We've all felt the effects of team time management misalignments as customers. At the airport, for example: When multiple flights are scheduled to depart or arrive at the same time, there are frequently insufficient TSA agents or open lanes to accommodate all of the travelers going through check-in and security on one end, or customs and passport control on the other; as a result, there are lines that can be hours long, with travelers becoming increasingly anxious and cranky. TSA agents may be staffing near-empty stations at off-peak hours (such as late at night) with only a few planes coming or departing, seeing few or no people. Everyone can agree that both of these scenarios are less than ideal.
These issues get significantly more complex when we consider a huge back office like a healthcare organization or a bank, which requires 24-hour operation and many systems with hundreds or thousands of moving elements (and human beings) that must be coordinated. Consider processing a health insurance claim, where a patient's treatment, payer, plan, deductible amount, and several other parameters must all be appropriately recorded for in order to create an accurate EOB. The operational challenge of determining how many hours are required against how many hours are available gets extremely difficult. And faulty or delayed products generate a slew of problems for patients, providers, and healthcare institutions.

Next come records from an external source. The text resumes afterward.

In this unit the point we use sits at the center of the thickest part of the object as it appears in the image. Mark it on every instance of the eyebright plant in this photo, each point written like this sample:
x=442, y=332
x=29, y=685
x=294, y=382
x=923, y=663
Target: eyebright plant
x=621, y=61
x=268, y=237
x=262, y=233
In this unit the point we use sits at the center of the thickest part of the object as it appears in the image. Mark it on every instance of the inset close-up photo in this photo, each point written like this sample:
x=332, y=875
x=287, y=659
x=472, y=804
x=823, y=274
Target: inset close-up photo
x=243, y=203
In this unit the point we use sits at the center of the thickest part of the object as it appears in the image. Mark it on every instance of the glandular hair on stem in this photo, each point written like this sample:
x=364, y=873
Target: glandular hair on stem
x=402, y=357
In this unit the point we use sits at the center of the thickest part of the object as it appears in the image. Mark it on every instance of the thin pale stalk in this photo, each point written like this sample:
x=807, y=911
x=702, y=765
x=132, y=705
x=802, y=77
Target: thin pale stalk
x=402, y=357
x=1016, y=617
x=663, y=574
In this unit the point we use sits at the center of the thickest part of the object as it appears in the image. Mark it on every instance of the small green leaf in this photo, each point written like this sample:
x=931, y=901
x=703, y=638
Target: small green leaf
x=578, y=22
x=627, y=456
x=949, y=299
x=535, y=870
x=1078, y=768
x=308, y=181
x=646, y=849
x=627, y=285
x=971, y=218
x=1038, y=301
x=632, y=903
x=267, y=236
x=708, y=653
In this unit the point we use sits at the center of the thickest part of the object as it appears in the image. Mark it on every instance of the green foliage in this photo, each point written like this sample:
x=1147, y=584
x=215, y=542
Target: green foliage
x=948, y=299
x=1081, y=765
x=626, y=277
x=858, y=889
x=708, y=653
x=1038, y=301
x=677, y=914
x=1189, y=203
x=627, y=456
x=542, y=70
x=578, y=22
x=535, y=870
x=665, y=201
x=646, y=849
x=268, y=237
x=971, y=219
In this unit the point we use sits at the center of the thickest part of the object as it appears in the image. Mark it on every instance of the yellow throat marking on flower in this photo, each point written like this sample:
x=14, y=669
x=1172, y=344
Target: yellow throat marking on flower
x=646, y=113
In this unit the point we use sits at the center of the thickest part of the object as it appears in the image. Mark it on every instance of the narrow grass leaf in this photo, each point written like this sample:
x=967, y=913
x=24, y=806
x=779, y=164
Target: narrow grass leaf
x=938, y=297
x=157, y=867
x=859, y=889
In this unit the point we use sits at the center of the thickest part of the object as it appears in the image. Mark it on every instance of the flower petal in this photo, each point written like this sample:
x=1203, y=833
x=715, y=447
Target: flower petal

The majority of firms have invested in two sorts of solutions to team time problems: Human capital management (HCM) software systems, which cover personnel, payroll, holidays, and so on, and business process management (BPM) software systems, which deal with business operations. Huge investments have been made in both HCM and BPM technology in recent years. However, many firms struggle to extract data from these platforms and bring it together. Often, the problem isn't a shortage of knowledge as much as it is an inability to synthesis different streams of information into meaningful, process-improving implications. (And, more frequently than not businesses are juggling six separate Excel spreadsheets in an attempt to make sense of these many data sources, which works about as well as one would anticipate.)
Managers must be able to mix numerous data streams (sometimes in different forms, "currency," and available across different time periods) as well as collect and exploit the data gathered from them in order to make optimum choices. These two things add up to gold. The good news is that team time management has become simpler in recent years as a result of the use of technology that integrates HCM and BPM data. With the help of these more strong technology solutions, managers may not only tackle team time issues in one location, but also load balance with team members working in several places Leveraging the value of these data solutions is quickly becoming a need for forward-thinking companies, particularly in an era when time problems may be complicated even further by hybrid and remote work situations.
There's a certain irony: The more technological capability we have to deal with variables, the more choices humans want. One of the things that makes the problem of team time management ever more complex is that, as humans, we want more flexibility, we expect more creativity, and we demand an ever higher standard of convenience (from health care and financial systems, in particular.) For instance, it used to be that on Christmas day, things were closed—but now we expect to be able to do our banking in the middle of Christmas dinner from our smartphones. As consumers, we live in this 24/7/365 world: we want everything delivered in 20 minutes. So, managing the right people in the right place at the right time is harder and harder to do. Whenever we invent the technology to deal with these demands, as consumers, we think of two more “wants”—and the problem has to be reinvented again.